America's (True) First Cycling Champion | Bicycling


He won the race—then was lost to history



If asked to name the greatest American road-racing champions, the average fan is likely to start with Greg LeMond (the three-time winner of the Tour de France and a two-time world champion) or Lance Armstrong (once credited with seven Tours and still a world champ). Others on the list might include 1988 Giro d'ltalia winner Andy Hampsten, last year's Vuelta a Espana king Chris Horner, and '84 Olympic gold-medal winners Connie Carpenter-Phinney and Alexi Grewal.

Encyclopedic scholars might add the name of George Mount, the first modern-era American to break into the European peloton (his sixth place in the 1976 Olympics road race was the first time an American placed in the top 10), or cite Jonathan Boyer, the first US racer to compete in the Tour de France. But almost no one remembers the first great American champion—or knows much about his curious story, which started soon after the dawn of bike racing. 

The first commercially available bicycles appeared in Paris in 1867. These 70-pound "boneshakers" were made of wrought iron and equipped with wooden wheels encircled with hoops of iron, with cranks and pedals emanating from the front hub. Gradually, the best models were outfitted with the latest technology of the time—solid rubber tires. 

"Velocipede mania" swept across Europe and around the world. In Florence, Italy, a hearty band of pioneers formed the Veloce Club and organized a 20-mile road race from Florence to Pistoia, set for February 2, 1870. The sport was so new that the first official race of any kind, held in a park in the Parisian suburb of Saint-Cloud, had taken place just 20 months earlier. Not even three months had passed since the original road race, from Paris to Rouen, was won by Englishman James Moore. The Olympic debut of cycling, which would happen in the inaugural modern Games, was still more than two decades in the future, and the first Tour de France was more than 30 years off. 

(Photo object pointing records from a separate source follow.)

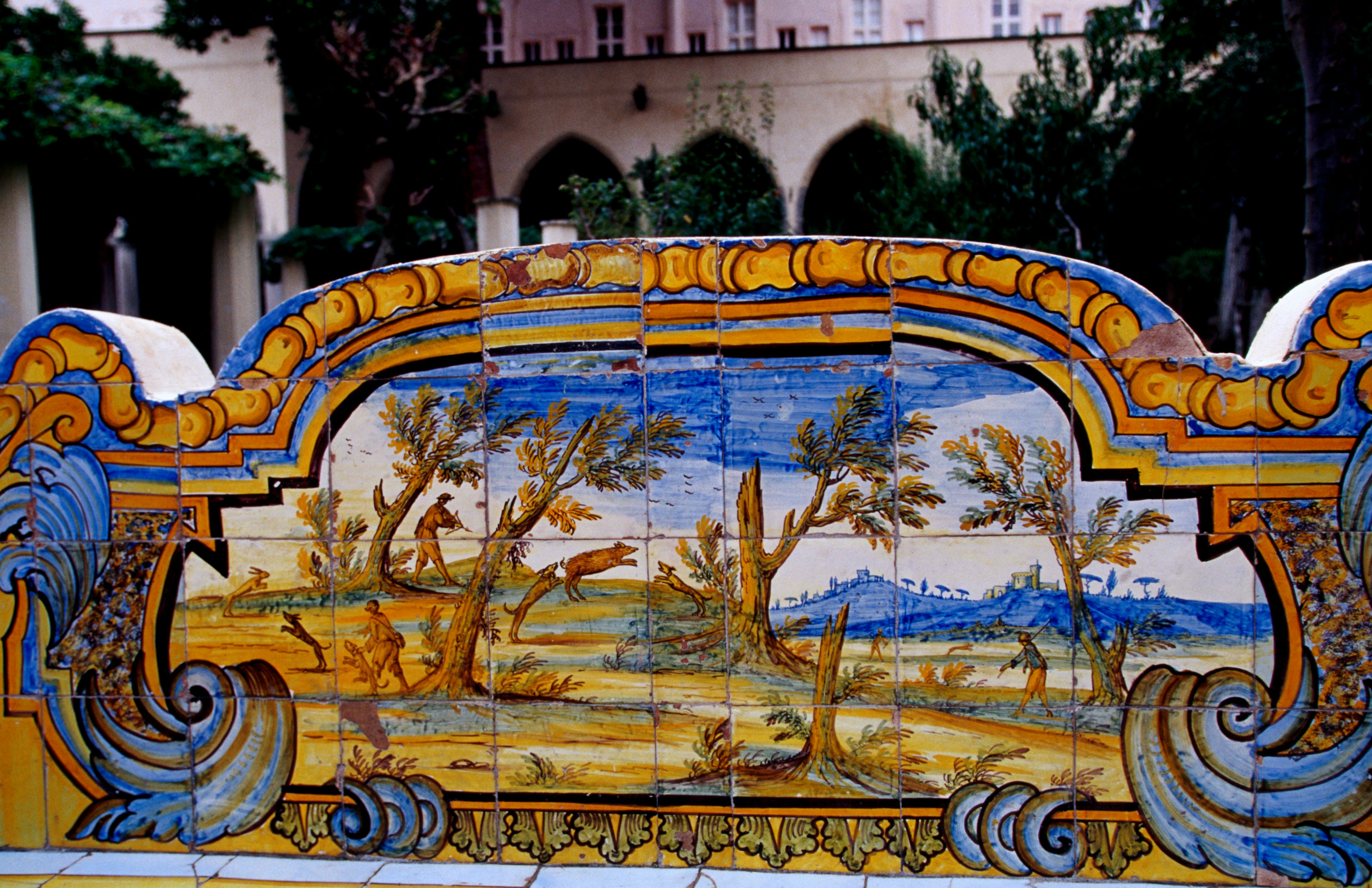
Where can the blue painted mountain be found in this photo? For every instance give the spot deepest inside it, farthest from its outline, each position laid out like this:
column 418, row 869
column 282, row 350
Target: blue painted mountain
column 873, row 605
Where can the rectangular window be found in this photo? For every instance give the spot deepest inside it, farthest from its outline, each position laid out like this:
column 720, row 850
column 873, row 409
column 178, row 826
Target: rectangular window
column 610, row 32
column 494, row 47
column 866, row 21
column 741, row 23
column 1005, row 18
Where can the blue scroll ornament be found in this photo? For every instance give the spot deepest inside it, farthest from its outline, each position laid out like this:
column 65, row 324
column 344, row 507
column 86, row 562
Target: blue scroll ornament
column 223, row 737
column 1207, row 760
column 68, row 500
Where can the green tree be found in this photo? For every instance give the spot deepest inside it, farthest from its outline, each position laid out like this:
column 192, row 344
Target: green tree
column 108, row 114
column 1028, row 481
column 717, row 184
column 389, row 95
column 1038, row 176
column 879, row 183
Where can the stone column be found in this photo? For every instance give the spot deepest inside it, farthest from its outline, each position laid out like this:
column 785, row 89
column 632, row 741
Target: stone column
column 237, row 289
column 557, row 231
column 18, row 253
column 497, row 223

The Veloce Club went to great lengths to attract an international field, and hundreds of curious spectators turned out on that frigid and rainy Wednesday morning to witness this unprecedented spectacle. Twenty riders assembled by the old city gate, Porta al Prato. So narrow was the road that they had to line up in four rows. Those whose feet could not reach the ground had to be propped up by volunteers. Meanwhile, two women scurried about distributing cups of hot coffee. 


At precisely 9 a.m. a trumpet sounded and the racers were off, raising clouds of dust and hearty cheers. A few carriages and horsemen managed to elude the police safeguarding the route and chased after the riders as other spectators sprinted to the train station to try to catch the finish. The world's first tifosi lined the road (and would do so the entire route), some hanging off walls or trees. Pedaling furiously somewhere in this madness was a teenager described by Florence's daily La Nazione as "pale and skinny, but fast and laid back," and to whom a Florentine poet, Sebastiano Fenzi, paid tribute in verse: "Your face is like a maiden's, and so no one will note, that you're a little wolf dressed out in petticoat." That racer was the American Rynier Van Nest. 

La Nazione described the dramatic arrival in Pistoia, about two hours later: "Suddenly a few cried, 'Eccolo, eccolol' [There he is!] Soon everyone could see from afar, just above an ocean of heads, a cap sporting the badge of the Veloce Club. It was Mr. Rynner Van Hest, well known to midday frequenters of the Cascine [Florence's main park], for his extraordinary skills managing his velocipede. He advanced rather slowly, and appeared tuckered out, but no one else was in sight. A unanimous and sustained applause broke out. The throng was stunned to see a young man—he appeared to be no more than 15 or 16—win such a long race." 

It was indeed an impressive performance by the American prodigy, who in fact was not quite 16. He took an early lead and never relinquished it, finishing a good two minutes ahead of his nearest rivals, a Belgian, a Frenchman, and two Italians, all about 10 years his senior.